Already, she added, YouthPower365 has started to reach out to families based on this mid-year STAR data to get them enrolled in summer programming.

“We are currently planning for this summer and next year for additional training for improving core literacy instruction and for training and coaching to support more effective implementation of interventions,” Rewold Thuon said.

More resources, interventions

This growth in proficiency — and decline in the number of students requiring urgent intervention — is a “point of celebration,” Rewold Thuon said, adding that it comes as a result of “a lot of resources this school year put into intervention.”

These resources include Read 180 and Math 180, which are both subject-related intervention programs in the district’s middle and high schools. According to the board presentation, 25 teachers are using the Read 180 program in one or more classes across the district with 235 students currently enrolled. Twelve teachers are using Math 180 in one or more classes, with 400 active licenses for the year.

Plus, the presentation adds that the district continues “to get requests to add more classes/teachers” for both programs.

However, as the proficiency is still lower than the district’s targets, Rewold Thuon said this is because “some of the newly implemented interventions are not being fully utilized and therefore we are not getting the expected results in some locations.”

Over the past few years, the district has leveraged funding from the federal Elementary and Secondary School Emergency Relief Fund — also known as ESSER funds — to implement interventionists and add support for increasing student engagement. However, as these federal dollars were temporary for the pandemic, most are set to expire in the coming months.
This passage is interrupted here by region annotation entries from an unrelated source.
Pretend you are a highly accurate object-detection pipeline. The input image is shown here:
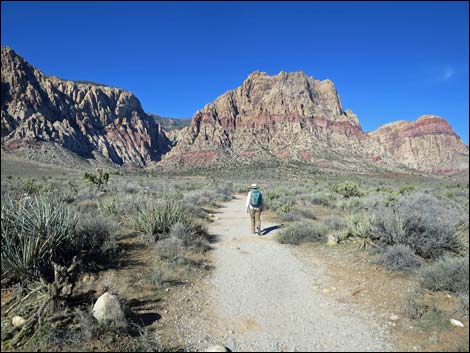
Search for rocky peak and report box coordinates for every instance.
[369,115,468,174]
[1,46,170,166]
[189,71,359,129]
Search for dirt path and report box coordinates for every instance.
[201,197,391,351]
[165,197,393,352]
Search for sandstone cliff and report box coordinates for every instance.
[369,115,469,174]
[162,71,468,173]
[1,46,170,167]
[164,71,367,168]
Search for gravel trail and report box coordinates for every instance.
[177,197,393,351]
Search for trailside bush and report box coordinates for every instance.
[1,197,78,280]
[378,244,423,271]
[132,201,195,241]
[419,256,469,294]
[331,181,364,199]
[371,194,465,259]
[276,222,327,244]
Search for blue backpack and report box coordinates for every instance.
[250,189,261,208]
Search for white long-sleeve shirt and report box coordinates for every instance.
[246,190,264,211]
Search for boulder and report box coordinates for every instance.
[93,292,127,326]
[206,345,231,352]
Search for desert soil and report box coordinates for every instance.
[160,196,394,351]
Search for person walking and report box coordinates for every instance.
[246,184,264,235]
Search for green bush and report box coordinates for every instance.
[276,222,327,244]
[371,194,465,259]
[331,181,364,199]
[132,201,195,241]
[1,197,78,279]
[419,256,469,294]
[378,244,423,272]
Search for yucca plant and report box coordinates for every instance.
[132,201,194,241]
[1,197,77,279]
[339,212,376,248]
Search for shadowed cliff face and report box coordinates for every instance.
[163,71,468,173]
[1,47,170,167]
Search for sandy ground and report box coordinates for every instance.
[163,197,393,351]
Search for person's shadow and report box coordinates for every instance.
[261,224,282,235]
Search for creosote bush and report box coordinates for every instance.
[276,221,327,244]
[331,181,364,199]
[371,194,465,259]
[419,256,469,295]
[133,201,195,241]
[378,244,423,271]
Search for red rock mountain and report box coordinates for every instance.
[163,71,469,173]
[1,47,469,174]
[1,46,171,167]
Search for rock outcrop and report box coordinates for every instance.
[369,115,469,174]
[164,71,368,164]
[1,46,170,167]
[162,71,468,173]
[92,292,127,327]
[1,47,469,174]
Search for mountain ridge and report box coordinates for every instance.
[2,46,468,174]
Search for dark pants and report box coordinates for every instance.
[250,208,261,234]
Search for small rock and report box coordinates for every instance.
[93,292,127,326]
[206,346,231,352]
[450,319,465,327]
[326,234,338,246]
[11,315,26,328]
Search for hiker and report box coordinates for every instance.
[246,184,263,235]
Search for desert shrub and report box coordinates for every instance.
[96,196,120,215]
[371,195,465,259]
[133,201,194,241]
[403,288,429,320]
[83,168,109,190]
[343,212,372,238]
[281,211,303,222]
[419,256,469,294]
[398,185,416,195]
[215,183,234,201]
[156,237,184,264]
[336,197,362,212]
[74,215,117,258]
[331,181,364,199]
[310,192,335,207]
[169,222,211,250]
[183,189,218,206]
[1,197,78,279]
[378,244,423,271]
[276,222,326,244]
[323,217,344,231]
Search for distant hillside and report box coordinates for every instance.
[147,113,191,131]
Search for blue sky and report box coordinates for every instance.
[1,1,469,144]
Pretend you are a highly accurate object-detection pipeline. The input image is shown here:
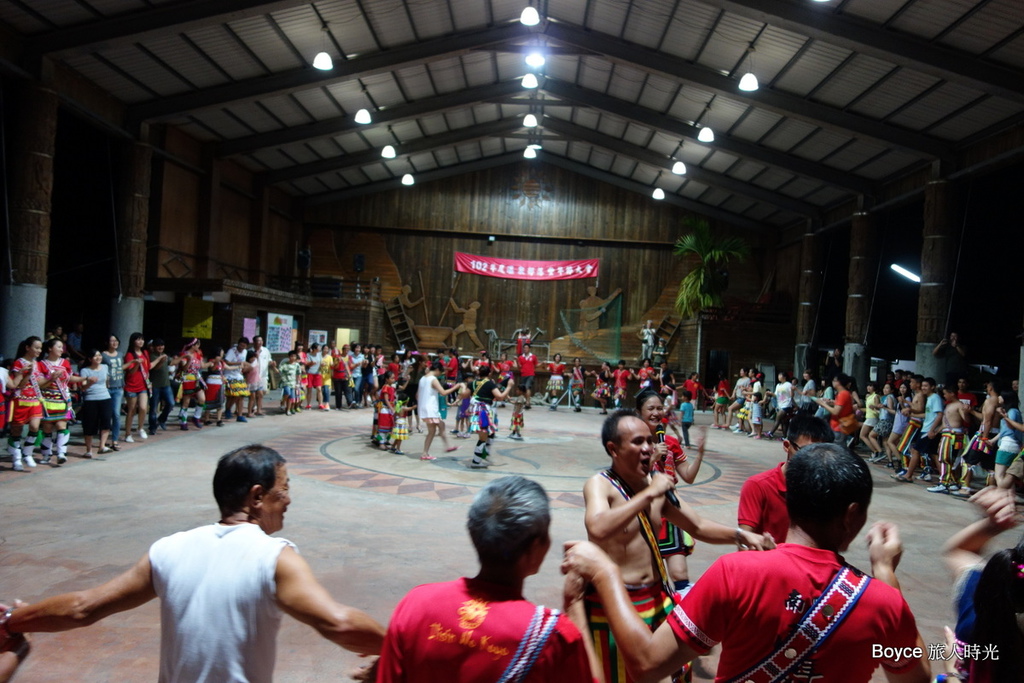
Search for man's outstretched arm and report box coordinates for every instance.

Rewold Thuon said that the district is currently using the majority of the final ESSER funds to add extra interventionists and supports to schools.
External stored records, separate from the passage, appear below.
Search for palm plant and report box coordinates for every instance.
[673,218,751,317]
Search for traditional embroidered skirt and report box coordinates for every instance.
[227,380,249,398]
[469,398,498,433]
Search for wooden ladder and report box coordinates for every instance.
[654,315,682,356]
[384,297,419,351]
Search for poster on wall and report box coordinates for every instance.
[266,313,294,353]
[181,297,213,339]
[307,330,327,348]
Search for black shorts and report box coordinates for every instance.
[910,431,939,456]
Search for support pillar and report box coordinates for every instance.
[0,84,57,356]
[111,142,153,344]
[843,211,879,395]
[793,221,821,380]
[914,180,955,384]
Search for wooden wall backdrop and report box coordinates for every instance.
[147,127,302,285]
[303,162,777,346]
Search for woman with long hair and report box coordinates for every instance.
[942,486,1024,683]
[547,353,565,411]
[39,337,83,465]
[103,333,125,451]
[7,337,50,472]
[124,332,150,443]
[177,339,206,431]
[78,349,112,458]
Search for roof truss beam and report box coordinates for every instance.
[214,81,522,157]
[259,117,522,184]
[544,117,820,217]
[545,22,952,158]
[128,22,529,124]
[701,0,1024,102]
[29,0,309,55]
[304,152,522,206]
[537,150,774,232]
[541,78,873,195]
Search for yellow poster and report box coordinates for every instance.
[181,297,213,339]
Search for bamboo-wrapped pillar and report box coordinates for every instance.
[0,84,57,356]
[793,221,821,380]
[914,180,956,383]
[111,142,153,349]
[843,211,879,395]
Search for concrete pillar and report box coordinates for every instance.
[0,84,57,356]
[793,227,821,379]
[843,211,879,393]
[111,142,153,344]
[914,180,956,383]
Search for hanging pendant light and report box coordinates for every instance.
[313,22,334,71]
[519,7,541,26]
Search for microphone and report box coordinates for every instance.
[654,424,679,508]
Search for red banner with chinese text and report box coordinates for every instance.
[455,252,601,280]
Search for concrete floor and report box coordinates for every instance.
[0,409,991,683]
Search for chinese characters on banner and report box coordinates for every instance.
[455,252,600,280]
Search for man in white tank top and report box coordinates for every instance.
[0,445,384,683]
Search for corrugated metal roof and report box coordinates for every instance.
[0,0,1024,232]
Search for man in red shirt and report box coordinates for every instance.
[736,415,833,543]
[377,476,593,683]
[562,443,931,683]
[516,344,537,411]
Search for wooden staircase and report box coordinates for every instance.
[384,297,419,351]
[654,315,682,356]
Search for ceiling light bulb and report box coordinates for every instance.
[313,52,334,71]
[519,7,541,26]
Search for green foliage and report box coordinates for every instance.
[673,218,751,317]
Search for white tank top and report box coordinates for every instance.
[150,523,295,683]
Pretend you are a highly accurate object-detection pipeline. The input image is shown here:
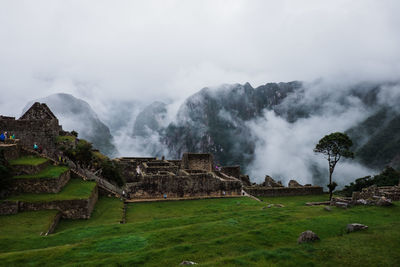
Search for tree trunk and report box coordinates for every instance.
[329,170,333,201]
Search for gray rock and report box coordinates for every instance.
[324,206,332,211]
[346,223,368,233]
[179,261,197,265]
[334,201,349,209]
[288,180,303,188]
[356,199,368,205]
[376,197,393,207]
[297,230,320,244]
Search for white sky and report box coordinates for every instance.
[0,0,400,115]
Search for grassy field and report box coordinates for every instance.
[8,179,96,202]
[57,135,76,143]
[13,165,68,179]
[0,195,400,266]
[9,156,47,166]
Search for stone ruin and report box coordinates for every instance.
[351,185,400,206]
[0,102,62,152]
[244,175,324,197]
[116,153,242,199]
“Students in the 25 percentile or lower have been identified for K-8 summer programming — the district wrote an Extended Learning Opportunities grant through ESSER and was awarded $1,950,000 this fall to be used over a three-year span to provide summer learning opportunities to help increase our student academic achievement levels,” Rewold Thuon said.
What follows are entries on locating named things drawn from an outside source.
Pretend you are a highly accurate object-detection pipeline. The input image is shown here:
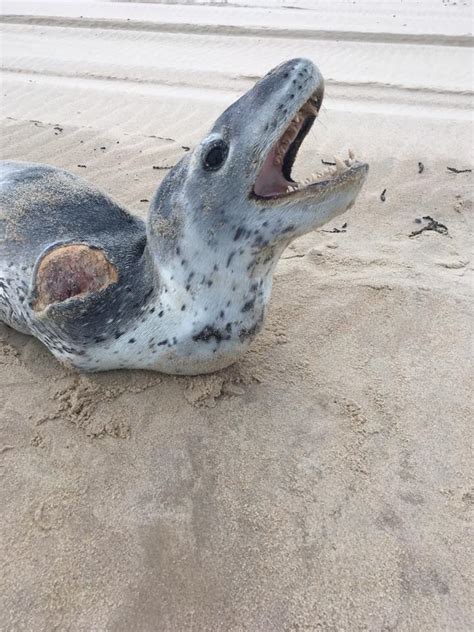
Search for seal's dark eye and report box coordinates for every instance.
[203,140,229,171]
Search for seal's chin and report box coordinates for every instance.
[252,90,361,201]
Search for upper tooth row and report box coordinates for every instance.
[287,149,356,193]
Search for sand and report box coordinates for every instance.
[0,0,474,632]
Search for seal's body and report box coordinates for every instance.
[0,60,367,374]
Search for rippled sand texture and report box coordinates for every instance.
[0,0,473,632]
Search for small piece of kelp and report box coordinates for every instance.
[409,215,448,237]
[321,222,347,233]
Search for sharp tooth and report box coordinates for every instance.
[334,156,347,171]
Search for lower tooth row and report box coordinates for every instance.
[286,149,356,193]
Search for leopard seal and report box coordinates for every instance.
[0,59,368,375]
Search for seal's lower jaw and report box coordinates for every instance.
[254,91,368,204]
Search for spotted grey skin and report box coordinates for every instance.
[0,59,367,374]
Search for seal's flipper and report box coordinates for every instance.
[34,244,118,312]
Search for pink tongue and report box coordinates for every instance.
[254,147,290,197]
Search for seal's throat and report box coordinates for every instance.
[251,92,356,201]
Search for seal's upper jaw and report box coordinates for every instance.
[250,66,367,204]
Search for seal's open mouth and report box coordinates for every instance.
[253,93,360,199]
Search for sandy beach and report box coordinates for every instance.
[0,0,474,632]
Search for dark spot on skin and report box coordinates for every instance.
[193,325,222,342]
[226,251,235,268]
[239,323,259,342]
[234,226,245,241]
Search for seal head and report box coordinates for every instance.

The positive outcome in math this year is a testament to these interventions, Rewold Thuon said.

“Our current ESSER funds have supported math interventions, which we did not have staffing available to do prior to the ESSER funding,” she added. “Unfortunately, many of these positions will be cut next year with the fading out of the COVID Recovery Funds.”

Social-emotional data

One other part of the district’s MTSS is a Behavioral and Emotional Screening System that it introduced last spring. According to a presentation made to the school board last year, this is “a bilingual emotional screener used to systematically and quickly determine behavioral and emotional strengths and weaknesses in children and adolescents from preschool through high school.”

The idea is that the screener data can help the district better target support for both individual students and student groups based on need.

The district intends to administer this screener twice a year, with the first administration in spring 2022 and another in October 2022. Its spring surveys this year will take place in late March/early April, Rewold Thuon said.

At a high level, Rewold Thuon said that there was improvement between the spring and fall administrations. However, it’s too early to make any full determinations.

“The spring data will give us a better picture since it will be a common point in the school year as the initial screening,” she said.